Campbell et al reported the presence of NAIP gene and an increase of SMN2 copy number in type II or III patients.[24] Hence, they concluded that deletion of NAIP gene is often accompanied by a decrease in total copy number of SMN genes in type I SMA and the presence of NAIP gene by an increase of SMN2 copy number or retention of total copy number of SMN genes in type II or III patients.[24]

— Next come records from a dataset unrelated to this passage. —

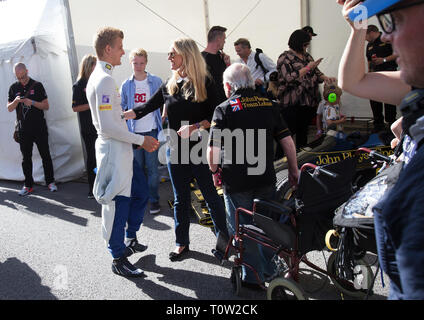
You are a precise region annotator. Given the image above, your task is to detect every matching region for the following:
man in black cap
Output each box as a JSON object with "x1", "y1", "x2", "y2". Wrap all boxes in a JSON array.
[
  {"x1": 302, "y1": 26, "x2": 317, "y2": 40},
  {"x1": 365, "y1": 24, "x2": 397, "y2": 132}
]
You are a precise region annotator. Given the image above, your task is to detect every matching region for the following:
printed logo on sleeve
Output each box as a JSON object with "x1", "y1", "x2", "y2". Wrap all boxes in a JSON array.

The PCR based test used in this study is a rapid sensitive cost effective and spares the patient (mostly children) the need for invasive diagnostic procedure such as a muscle biopsy. DNA testing has become the primary investigation for confirmation of clinical diagnosis of SMA. The only limitations of this method are in about 5% of cases where no deletions are seen in a patient highly suggestive of SMA. In such cases, further studies on gene dosage analysis to determine the copy number of SMN1 gene can be done.[14] This analysis is also particularly applicable for prenatal diagnosis. As SMA is an autosomal recessive disorder, the recurrence risk is 25% in every pregnancy.[14]

PCR based assay for determining the presence or absence of SMN1 is not quantitative and therefore cannot identify SMA carriers, for which quantitative PCR is mandatory.[25],[26]

Comprehensive SMA testing including SMA deletion analysis, linkage analysis and SMA carrier testing offers the most complete evaluation of SMA patients and their families.